Voici ce que je souhaite par l’acquisition de notre double nationalité familiale : que Fils ait la chance de se sentir 100% français et 100% malien…

 

19 Responses to “Binationale: pourquoi je suis devenue Franco-Malienne.”

  1. Un très bel article plein d’intelligence et de sensibilité, une démarche originale que je ne connaissais pas (je ne savais pas que ça serait si facile !) et que je trouve intéressante !

  2. Sandrine dit :

    Bel article, belles déclarations d’amour

    rien d’étonnant niveau immigration, ça fait juste du bien de te lire, et d’entendre des voix qui signalent que non, nous ne sommes pas une terre d’accueil, clairement non, contrairement à tout ce que les politiques veulent nous faire entendre.
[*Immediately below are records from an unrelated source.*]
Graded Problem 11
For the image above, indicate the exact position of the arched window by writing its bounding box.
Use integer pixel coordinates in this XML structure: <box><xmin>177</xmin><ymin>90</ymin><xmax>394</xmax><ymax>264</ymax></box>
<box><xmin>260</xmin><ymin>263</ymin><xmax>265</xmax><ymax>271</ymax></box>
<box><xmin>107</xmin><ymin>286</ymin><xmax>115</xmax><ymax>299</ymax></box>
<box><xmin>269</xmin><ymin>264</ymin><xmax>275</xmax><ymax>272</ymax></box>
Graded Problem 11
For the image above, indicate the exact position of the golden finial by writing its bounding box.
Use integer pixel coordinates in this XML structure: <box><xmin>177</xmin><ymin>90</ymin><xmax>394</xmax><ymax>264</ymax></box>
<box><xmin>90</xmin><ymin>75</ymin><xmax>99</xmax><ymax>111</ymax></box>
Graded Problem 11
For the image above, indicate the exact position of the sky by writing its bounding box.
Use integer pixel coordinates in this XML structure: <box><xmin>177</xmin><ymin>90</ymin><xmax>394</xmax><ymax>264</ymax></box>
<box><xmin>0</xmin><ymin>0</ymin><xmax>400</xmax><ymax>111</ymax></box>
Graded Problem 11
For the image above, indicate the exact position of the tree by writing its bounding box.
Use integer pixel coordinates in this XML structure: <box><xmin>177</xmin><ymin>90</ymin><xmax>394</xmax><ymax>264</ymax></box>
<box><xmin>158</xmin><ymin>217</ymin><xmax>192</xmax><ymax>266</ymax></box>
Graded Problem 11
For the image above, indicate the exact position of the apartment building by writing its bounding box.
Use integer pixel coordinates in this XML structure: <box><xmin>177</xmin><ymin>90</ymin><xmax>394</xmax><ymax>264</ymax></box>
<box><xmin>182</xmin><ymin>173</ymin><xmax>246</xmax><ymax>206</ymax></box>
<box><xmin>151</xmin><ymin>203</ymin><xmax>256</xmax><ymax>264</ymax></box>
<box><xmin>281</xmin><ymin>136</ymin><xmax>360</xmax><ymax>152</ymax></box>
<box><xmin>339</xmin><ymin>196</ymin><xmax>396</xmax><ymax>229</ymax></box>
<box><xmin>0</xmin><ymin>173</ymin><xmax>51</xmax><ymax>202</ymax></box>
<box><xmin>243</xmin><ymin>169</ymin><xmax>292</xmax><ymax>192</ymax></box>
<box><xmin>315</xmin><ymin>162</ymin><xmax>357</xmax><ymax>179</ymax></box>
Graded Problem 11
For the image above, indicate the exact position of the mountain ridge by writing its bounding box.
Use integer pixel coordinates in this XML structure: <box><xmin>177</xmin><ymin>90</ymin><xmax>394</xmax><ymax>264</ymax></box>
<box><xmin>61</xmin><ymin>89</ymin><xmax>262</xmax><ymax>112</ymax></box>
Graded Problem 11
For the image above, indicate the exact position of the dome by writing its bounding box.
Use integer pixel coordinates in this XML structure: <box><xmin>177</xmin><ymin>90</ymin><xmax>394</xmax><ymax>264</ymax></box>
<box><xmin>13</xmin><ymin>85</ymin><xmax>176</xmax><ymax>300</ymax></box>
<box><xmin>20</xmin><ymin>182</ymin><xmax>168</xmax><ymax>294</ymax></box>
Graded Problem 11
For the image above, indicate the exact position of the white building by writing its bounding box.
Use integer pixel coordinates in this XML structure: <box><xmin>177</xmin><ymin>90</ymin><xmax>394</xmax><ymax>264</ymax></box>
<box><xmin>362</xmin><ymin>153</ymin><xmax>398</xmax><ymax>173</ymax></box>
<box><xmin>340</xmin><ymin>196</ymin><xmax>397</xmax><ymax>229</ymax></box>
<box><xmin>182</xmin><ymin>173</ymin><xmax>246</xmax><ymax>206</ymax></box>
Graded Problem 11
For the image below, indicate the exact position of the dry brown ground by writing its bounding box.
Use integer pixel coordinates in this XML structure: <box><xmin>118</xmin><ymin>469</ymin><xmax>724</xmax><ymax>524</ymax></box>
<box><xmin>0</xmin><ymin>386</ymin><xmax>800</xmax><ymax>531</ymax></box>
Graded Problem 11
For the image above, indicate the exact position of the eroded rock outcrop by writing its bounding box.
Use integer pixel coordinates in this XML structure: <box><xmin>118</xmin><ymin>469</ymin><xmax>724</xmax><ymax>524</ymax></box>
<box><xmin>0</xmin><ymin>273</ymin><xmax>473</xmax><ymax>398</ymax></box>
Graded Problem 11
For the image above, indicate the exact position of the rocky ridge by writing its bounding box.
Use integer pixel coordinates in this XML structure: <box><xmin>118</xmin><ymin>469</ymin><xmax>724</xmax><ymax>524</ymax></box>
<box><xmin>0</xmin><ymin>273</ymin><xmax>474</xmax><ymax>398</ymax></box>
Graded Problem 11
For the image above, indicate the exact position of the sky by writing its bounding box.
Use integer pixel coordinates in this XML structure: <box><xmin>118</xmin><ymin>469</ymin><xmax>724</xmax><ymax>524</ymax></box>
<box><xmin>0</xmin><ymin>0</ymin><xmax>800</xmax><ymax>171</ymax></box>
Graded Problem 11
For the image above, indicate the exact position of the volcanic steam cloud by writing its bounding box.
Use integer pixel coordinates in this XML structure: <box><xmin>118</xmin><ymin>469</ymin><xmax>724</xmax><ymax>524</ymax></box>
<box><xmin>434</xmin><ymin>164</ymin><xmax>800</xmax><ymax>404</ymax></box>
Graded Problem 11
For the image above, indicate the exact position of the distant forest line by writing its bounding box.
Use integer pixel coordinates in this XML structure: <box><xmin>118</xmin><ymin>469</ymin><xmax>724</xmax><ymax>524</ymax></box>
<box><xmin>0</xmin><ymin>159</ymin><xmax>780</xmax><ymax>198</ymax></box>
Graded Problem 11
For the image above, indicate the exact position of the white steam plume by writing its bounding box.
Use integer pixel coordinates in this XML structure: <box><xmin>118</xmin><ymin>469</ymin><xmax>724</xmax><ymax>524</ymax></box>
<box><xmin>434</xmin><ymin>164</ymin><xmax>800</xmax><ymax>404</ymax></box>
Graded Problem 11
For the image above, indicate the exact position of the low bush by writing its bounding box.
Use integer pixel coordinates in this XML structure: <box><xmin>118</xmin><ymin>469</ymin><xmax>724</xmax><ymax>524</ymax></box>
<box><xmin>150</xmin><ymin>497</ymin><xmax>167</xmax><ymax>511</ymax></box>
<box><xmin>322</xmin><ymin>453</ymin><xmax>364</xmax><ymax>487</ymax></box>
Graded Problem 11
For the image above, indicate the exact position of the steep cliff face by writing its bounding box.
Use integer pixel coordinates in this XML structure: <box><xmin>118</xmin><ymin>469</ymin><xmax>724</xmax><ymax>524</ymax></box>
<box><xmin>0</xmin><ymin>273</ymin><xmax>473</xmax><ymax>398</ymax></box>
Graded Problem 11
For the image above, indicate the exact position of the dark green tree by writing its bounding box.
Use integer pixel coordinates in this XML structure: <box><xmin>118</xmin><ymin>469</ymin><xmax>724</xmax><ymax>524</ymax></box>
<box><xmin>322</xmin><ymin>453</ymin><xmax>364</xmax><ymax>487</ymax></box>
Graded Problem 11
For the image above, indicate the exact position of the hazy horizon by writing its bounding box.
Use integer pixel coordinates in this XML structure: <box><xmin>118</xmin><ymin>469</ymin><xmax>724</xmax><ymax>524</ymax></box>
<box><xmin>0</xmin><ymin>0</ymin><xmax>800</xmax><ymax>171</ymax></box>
    Y a pas à dire, les voyages forment l’esprit…. l’amour aussi
    Belle démarche, pleine de sens, et bel esprit de famille.
    Bref, c’est beau, alors merci pour ça ! :)

    • Ye Lili dit :

      Merci Sandrine !
      Tes mots me font bien plaisir, car je me sens presque dans l’obligation de témoigner, moi qui ai des outils pour le faire, alors que bien d’autres sont « sans-voix »…

  3. Laurent dit :

    Oh bah ça, une nationalité en plus, ça n’est pas tous les jours dis moi. Il va falloir que nous trinquions à ça un jour :-)

  4. Patricia dit :

    Un sujet qui me touche beaucoup, merci Aurélie pour ce partage!
    Si je peux me permettre en tant que métisse franco-béninoise de donner ma vision concernant tes inquiétudes pour ton fils (qui est vraiment trop mignon au passage :D), je pense que pour qu’il ait des repères entre les deux cultures et qu’il se sente malien et français à 100% il faut aller régulièrement au Mali pour qu’il s’approprie la culture en étant en immersion complète.
    Et enfin, de part mon expérience et celle de mes frères et sœurs, cousins, cousines métisses comme moi, être considéré comme blanc en Afrique et comme noir en Europe est inévitable, mais en grandissant on apprend à en jouer et c’est vraiment une grande force!

    • Ye Lili dit :

      Merci de tes mots ici Patricia.
      Réaction de mon mari à la lecture de ton commentaire « Elle a tout dit! ».
      Et oui, 100% d’accord avec toi sur les déplacements au Mali. Fils devrait y avoir été deux fois avant ses deux ans, on est sur la bonne voie…
      Quand aux questions de Noir ici et Blanc là-bas, j’espère que son chemin sera comme le tien !
      A bientôt, ici ou là :)

  5. Nicole dit :

    Merci Aurélie pour ce bel article. Je me retrouve dans tes réflexions sur la culture malienne. Cela fait du bien en ces temps difficiles pour le vivre ensemble. Bonne soirée. Nicole .

  6. Corinne dit :

    J’ai eu ma double nationalité aussi (un peu plus difficilement, haha :p) et je suis de tout coeur avec toi dans le raisonnement! En Suisse on nous l’a dit à la cérémonie, avoir la double-nationalité c’est enrichir la culture de notre nouveau pays de notre sensibilité et de notre savoir d’ailleurs!

    • Ye Lili dit :

      Coucou Corinne,
      merci pour ton mot ici :)
      Oui j’avais suivi pour ta double nationalité, félicitations à toi…
      « La double-nationalité c’est enrichir la culture de notre nouveau pays de notre sensibilité et de notre savoir d’ailleurs! » c’est une bien belle intention dis donc!

  7. Sophie dit :

    J adore vous lire . Bises à vous 3

  8. Caro dit :

    Très bel article, le monde serait plus beau si tout le monde pensait comme ça…

  9. Anne dit :

    Je partage l’avis de Patricia, ce n’est pas tant un papier qui compte, mais le temps passé et partagé. Et donc si ton fils et toi vivez la même immersion, oui, ce sera un beau chemin!